Results  Of 14 020 participants, 5151 (36.7%) were women, and the median age for participants was 66.5 years. For the principal effectiveness end point of ischemic stroke/systemic embolism, no significant differences of the NOACs compared with treatment with warfarin across strata were evident. For the end point of “any bleeding,” this was significantly lower for treatment with apixaban (hazard ratio [HR], 0.35; 95% CI, 0.17-0.72) and dabigatran (HR, 0.48; 95% CI, 0.30-0.77) compared with warfarin in the main analysis, and was not significantly different for treatment with rivaroxaban vs warfarin (HR, 0.84; 95% CI, 0.49-1.44).
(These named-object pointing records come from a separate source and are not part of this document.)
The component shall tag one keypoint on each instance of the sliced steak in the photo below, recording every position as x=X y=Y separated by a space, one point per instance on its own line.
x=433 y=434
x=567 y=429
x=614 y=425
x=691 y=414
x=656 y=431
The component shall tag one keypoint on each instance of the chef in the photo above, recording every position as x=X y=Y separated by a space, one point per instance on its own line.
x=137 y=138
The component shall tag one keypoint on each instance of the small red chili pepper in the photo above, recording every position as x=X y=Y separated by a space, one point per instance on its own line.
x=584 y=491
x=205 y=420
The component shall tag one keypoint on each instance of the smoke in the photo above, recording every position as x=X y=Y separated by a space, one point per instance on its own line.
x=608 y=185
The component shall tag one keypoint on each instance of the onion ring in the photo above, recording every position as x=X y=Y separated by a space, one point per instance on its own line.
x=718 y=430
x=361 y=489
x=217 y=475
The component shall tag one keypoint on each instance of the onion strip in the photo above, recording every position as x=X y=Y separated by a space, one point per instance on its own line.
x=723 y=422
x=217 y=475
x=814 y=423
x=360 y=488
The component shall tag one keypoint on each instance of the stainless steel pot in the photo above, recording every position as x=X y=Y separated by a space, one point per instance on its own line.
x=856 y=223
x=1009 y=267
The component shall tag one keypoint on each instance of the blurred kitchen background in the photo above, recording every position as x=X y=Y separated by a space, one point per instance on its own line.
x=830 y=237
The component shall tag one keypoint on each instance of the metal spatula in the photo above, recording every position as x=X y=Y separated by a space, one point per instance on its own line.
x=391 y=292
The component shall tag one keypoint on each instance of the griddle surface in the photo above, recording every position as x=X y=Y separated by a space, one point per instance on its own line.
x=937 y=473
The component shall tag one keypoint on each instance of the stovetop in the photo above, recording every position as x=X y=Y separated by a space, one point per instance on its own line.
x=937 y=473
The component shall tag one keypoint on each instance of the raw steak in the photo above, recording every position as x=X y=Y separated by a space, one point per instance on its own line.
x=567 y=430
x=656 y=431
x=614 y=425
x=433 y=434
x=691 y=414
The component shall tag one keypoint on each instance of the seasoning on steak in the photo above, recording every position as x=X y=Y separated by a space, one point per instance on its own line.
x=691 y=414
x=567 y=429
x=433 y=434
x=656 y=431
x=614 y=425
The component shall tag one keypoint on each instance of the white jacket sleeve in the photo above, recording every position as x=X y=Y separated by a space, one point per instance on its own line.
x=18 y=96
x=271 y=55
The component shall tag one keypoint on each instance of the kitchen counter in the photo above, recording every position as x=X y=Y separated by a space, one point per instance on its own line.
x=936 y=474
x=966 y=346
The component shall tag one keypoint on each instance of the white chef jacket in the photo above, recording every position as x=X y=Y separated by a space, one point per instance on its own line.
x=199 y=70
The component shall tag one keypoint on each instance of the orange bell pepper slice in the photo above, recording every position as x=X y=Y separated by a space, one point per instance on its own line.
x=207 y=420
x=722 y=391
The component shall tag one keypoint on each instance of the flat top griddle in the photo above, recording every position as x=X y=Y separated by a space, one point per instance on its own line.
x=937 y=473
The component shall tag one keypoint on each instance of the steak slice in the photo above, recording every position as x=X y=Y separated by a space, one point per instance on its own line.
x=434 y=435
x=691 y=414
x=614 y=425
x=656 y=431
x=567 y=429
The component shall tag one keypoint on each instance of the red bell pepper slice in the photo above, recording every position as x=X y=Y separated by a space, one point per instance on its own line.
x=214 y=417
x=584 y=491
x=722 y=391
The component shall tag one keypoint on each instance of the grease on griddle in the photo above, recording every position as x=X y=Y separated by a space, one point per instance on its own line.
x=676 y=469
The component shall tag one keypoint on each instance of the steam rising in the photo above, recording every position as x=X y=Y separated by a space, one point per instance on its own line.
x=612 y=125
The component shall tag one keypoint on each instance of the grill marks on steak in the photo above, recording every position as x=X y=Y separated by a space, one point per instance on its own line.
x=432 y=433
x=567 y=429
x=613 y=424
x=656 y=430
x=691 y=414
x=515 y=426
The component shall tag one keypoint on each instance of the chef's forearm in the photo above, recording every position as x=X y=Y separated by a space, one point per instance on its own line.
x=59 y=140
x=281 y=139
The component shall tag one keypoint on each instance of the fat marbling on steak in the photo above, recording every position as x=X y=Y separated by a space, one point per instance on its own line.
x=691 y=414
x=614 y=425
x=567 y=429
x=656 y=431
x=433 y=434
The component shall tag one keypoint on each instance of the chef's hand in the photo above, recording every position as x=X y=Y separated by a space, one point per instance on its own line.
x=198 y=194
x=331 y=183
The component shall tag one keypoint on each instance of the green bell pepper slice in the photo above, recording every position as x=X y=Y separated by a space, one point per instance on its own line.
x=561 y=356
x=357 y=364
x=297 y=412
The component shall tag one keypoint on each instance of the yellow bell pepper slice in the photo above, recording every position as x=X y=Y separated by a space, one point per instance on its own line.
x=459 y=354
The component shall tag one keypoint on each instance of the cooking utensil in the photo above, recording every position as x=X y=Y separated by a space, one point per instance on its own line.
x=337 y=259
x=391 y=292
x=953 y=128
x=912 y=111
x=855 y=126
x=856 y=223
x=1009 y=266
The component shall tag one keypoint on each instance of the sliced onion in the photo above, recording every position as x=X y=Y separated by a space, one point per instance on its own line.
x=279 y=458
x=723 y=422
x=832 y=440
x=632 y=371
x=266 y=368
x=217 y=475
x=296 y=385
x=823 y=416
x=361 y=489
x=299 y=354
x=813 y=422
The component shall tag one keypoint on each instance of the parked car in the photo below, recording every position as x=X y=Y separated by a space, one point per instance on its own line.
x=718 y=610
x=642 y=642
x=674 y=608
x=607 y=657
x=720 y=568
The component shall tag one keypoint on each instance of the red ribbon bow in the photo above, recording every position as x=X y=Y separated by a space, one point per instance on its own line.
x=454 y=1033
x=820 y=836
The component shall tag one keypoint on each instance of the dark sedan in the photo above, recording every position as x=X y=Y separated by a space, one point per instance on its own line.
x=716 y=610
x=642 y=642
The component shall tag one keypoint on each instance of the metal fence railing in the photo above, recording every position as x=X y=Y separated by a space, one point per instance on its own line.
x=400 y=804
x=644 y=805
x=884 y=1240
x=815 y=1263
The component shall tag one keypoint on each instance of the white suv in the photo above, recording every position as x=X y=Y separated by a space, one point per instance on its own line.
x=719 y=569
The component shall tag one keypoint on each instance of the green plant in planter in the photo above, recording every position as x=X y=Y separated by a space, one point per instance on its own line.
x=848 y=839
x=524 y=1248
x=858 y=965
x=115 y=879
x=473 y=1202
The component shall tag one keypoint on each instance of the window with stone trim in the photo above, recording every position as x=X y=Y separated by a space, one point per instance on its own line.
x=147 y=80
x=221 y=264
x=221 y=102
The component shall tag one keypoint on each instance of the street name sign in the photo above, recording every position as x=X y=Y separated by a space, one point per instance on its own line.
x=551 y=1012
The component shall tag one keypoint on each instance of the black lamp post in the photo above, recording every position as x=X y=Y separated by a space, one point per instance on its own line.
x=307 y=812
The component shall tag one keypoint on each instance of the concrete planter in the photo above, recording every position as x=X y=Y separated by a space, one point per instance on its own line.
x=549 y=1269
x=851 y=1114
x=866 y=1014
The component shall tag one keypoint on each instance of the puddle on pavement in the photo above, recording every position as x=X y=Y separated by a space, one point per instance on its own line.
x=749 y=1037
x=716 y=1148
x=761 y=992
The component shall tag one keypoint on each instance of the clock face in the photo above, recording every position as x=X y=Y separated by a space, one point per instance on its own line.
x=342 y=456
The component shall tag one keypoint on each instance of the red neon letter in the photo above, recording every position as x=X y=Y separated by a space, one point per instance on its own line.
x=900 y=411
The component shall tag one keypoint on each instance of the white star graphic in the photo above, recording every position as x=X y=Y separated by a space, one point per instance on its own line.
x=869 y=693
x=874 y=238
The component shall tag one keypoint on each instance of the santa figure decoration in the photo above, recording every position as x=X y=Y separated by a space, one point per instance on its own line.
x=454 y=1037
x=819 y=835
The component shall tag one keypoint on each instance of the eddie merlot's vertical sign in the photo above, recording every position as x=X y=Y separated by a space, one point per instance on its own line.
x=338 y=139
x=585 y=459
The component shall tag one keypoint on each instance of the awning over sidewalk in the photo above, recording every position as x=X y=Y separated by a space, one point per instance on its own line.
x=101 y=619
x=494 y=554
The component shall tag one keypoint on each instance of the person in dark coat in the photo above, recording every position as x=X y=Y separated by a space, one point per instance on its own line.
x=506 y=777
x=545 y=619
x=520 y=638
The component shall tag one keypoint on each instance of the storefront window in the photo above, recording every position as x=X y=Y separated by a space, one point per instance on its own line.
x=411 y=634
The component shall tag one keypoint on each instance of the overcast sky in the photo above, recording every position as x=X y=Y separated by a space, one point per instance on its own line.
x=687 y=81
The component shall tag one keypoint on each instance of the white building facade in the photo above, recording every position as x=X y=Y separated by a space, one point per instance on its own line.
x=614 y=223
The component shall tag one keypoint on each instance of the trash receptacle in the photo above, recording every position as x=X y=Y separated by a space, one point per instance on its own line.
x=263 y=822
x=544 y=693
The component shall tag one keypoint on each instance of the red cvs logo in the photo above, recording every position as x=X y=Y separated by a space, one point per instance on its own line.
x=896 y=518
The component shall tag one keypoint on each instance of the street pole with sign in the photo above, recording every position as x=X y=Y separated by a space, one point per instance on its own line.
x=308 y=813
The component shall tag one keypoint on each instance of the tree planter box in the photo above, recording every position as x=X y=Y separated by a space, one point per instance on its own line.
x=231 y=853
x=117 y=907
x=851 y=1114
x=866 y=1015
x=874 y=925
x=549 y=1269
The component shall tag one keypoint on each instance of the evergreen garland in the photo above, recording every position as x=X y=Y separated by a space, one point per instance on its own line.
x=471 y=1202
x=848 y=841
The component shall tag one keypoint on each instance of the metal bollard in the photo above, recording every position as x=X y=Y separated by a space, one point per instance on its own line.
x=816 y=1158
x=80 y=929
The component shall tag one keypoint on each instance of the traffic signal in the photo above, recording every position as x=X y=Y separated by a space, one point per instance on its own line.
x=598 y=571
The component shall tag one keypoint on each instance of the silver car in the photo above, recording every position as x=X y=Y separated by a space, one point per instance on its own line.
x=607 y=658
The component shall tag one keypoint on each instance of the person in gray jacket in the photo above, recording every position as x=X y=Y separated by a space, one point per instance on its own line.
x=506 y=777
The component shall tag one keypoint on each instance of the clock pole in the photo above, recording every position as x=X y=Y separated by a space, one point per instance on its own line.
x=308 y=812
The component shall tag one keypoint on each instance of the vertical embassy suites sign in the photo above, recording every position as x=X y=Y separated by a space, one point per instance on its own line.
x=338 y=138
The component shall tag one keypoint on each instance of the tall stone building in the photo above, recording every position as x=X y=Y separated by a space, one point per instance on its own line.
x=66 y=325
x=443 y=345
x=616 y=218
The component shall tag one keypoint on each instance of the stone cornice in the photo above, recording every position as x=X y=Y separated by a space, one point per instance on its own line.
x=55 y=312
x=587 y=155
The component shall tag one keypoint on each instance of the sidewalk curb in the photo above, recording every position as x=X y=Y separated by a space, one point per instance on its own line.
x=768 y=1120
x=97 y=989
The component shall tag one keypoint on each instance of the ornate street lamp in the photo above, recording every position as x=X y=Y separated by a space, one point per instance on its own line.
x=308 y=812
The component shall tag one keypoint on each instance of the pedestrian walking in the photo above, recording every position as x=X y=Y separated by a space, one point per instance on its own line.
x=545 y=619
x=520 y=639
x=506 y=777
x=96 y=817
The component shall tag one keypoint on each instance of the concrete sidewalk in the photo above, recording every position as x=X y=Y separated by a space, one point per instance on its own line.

There was broad consistency across most subgroups in the sensitivity analyses and whether 1- or 2.5-year follow-up periods were analyzed. However, falsification end points generally did not falsify, indicating the possible presence of residual confounding across these comparisons, presumably related to selective prescribing and unobserved covariates.

Conclusions and Relevance  In this Danish cohort study of patients with atrial fibrillation and a single stroke risk factor, there was no difference between NOACs compared with treatment with warfarin in terms of the risk of having an ischemic stroke/systemic embolism. For “any bleeding,” this was lower for treatment with apixaban and dabigatran compared with warfarin. These data do not allow for a definitive statement of the comparative effectiveness or safety of NOACs because of the possible residual confounding that was unmasked with falsification outcomes.